Обыкновенно русские художники, попадая в Рим прямо из академической казармы, бывали совершенно спутаны, так как вместо ожидавшихся блеска и пышности они встречали лишь несметную и наглую нищету, вместо роскошной природы, виденной на гравюрах,— понтийские болота и оголенные степи Кампаньи, грандиозная прелесть которых, понятно, для их опошленного воспитанием чувства ничего не говорила. При приближении к вечному городу разочарование их было полное: они натыкались на ровно такую же арку, такую же пограничную караулку, такие же заборы, как у себя, на Екатерингофской заставе, а за этой аркой расстилался грязный, развратный, но живой и горячий Рим, они же, по французским книжкам с анекдотцами, были подготовлены к чему-то донельзя благообразному и порядочному. Большинство из них, пораженное неожиданностью, спивалось, меньшинство же или вовсе ни на что не смотрело и сидело дома, занимаясь, в сплошной тоске по родине, всяким вздором, или застревало на первой попавшейся задаче, по совету, благоговейно выслушанному от какого-нибудь римского «Шебуева».

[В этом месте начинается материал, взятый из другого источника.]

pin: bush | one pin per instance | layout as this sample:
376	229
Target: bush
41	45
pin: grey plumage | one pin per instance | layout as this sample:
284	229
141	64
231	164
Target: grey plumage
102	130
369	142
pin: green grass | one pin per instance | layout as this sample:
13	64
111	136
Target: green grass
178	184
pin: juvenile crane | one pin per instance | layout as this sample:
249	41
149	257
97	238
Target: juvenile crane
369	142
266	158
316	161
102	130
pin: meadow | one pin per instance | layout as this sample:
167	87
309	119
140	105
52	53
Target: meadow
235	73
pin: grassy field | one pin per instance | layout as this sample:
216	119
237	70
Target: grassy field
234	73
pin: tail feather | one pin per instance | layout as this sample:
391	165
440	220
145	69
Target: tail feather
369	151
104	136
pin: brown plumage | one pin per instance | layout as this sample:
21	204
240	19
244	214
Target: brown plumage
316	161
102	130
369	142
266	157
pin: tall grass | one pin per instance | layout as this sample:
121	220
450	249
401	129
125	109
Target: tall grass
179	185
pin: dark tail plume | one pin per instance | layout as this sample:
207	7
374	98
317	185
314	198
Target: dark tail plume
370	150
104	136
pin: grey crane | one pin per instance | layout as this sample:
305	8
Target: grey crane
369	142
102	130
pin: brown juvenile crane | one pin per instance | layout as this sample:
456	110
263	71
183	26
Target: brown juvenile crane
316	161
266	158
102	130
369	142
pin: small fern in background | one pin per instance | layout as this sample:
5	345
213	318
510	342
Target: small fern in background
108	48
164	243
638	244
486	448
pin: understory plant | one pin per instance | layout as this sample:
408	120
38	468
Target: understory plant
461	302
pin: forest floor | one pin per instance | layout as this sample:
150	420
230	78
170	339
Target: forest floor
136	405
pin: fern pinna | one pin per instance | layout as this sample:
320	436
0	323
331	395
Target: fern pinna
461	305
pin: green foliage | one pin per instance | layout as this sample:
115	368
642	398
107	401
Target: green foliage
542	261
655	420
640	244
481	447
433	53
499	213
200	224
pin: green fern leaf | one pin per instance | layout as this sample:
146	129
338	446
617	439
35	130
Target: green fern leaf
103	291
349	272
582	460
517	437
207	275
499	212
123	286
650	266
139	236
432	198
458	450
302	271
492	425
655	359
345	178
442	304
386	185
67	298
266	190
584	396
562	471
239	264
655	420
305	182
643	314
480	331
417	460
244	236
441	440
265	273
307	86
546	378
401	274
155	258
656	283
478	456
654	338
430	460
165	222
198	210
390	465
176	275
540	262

Брюллов был в исключительных условиях: он получил порядочное домашнее образование, знал кое-что по книгам (и действительно знал), а главное, владел языками. Однако и его, при всем его апломбе, все же как-то покачнуло от космополитической сутолоки, он тоже как-то ошалел при виде той настоящей Италии, о которой не думал и не гадал, и хотя стал сходиться с другими иностранцами, но это ничего нового ему, в сущности, не могло дать, ничего не могло выяснить, так как и все другие пенсионеры, разные «prix de Rome», съехавшиеся отовсюду в Рим, были солдатами того же войска, той же дисциплины, как и он сам, такие же калеки, не сознававшие своей искалеченности.

Правда, среди этой однообразной толпы проходили иногда какие-то юноши со вдумчивыми, монашескими лицами, в средневековых плащах и германских беретах, но на этих юношей, никем еще из сильных мира сего не поддержанных, никто из товарищей Брюллова иначе не глядел, как с презрительной усмешкой, и, разумеется, не ему, убежденному в собственной гениальности, могла бы прийти мысль посмотреть, что это за люди, чего они хотят и о какой там искренности и святости искусства говорят, — гораздо легче ему было, с высоты своего величия, осмеять «дураков-пуристов»!

Согласно наставлениям нашего «великого думалыцика» Шебуева, его скорее влекло к тем «penseu'am», которые явились как последний фазис Давидовской школы и провозглашали, что главное в искусстве — расчет, мысль, сообразительность, но эти господа доводили свое учение до невозможной крайности, а крайностей Брюллов не любил. Гениальность его хоть и допускала обдуманность, но быструю, и не позволяла ему подолгу останавливаться на одном и том же вопросе,— громадное большинство вопросов было, впрочем, для него давно решено, и ему ли было тягаться с Энгром, этим скучным педантом, когда его влекло поспорить с творцами Станце и Сикстинской.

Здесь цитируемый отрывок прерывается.